Emissions trading, for example, aims to reduce the cost of pollution control by providing economic incentives for achieving reductions in the emission of pollutants. A central authority — a government agency, for example — will establish caps on each pollutant, recognizing that clean air is a common-pool resource. Companies that intend to exceed the limits may buy emissions credits from companies that have no need of exceeding their own designated limits.
One of CEEPR's tasks is analyzing the European Union's implementation of the Emissions Trading System (ETS), the largest pollution trading system in the world. The EU agreed to this solution for the reduction of carbon emissions under the Kyoto Protocol, the U.N. agreement to cut carbon dioxide and other greenhouse gases. The CEEPR will also evaluate more flexible pollution control mechanisms under consideration in the United States.
In a recent white paper, Joint Program faculty report that the world's energy consumption in 2002 was about 400 exajoules (EJ), with fossil fuels contributing about 87% of the total. Typical projections of the world economy show energy demands tripling over this century.
They point out that to make a meaningful contribution to future global needs, new energy sources must operate at a very large scale — 100 or more EJ a year. The economic and technical barriers to developments at this scale are substantial. Even presumed benign sources — wind, biomass, solar, and fossil fuels with carbon sequestration and storage — bring environmental and health risks.

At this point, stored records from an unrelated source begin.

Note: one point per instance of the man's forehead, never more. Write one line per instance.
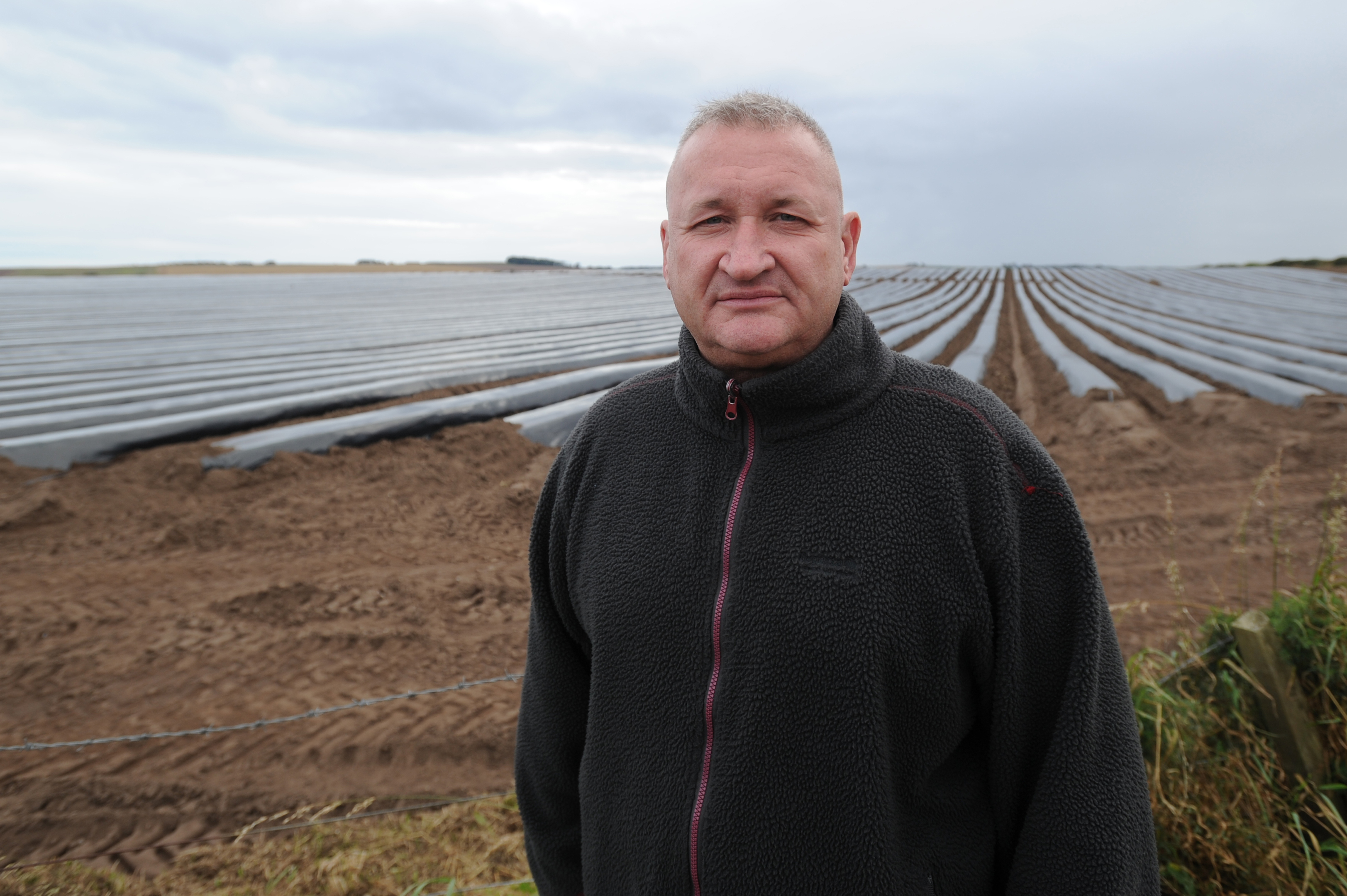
(720, 166)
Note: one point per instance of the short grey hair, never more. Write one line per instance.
(749, 108)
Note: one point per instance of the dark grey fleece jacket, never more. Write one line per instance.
(852, 642)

MIT Sloan Professor Henry “Jake” Jacoby, an expert on global environmental issues and co-director of the Joint Program on the Science and Policy of Global Change, represents MIT Sloan on President Hockfield's 16-member Energy Research Council. He believes that the Joint Program and CEEPR are two of MIT's critical forces in helping guide the necessary transition in the global energy system.
As Jacoby puts it, “Without sensible corporate and public policy in these areas, we are in deep trouble, and these two [MIT] Sloan-supported activities are uniquely positioned to provide much-needed research and analysis.”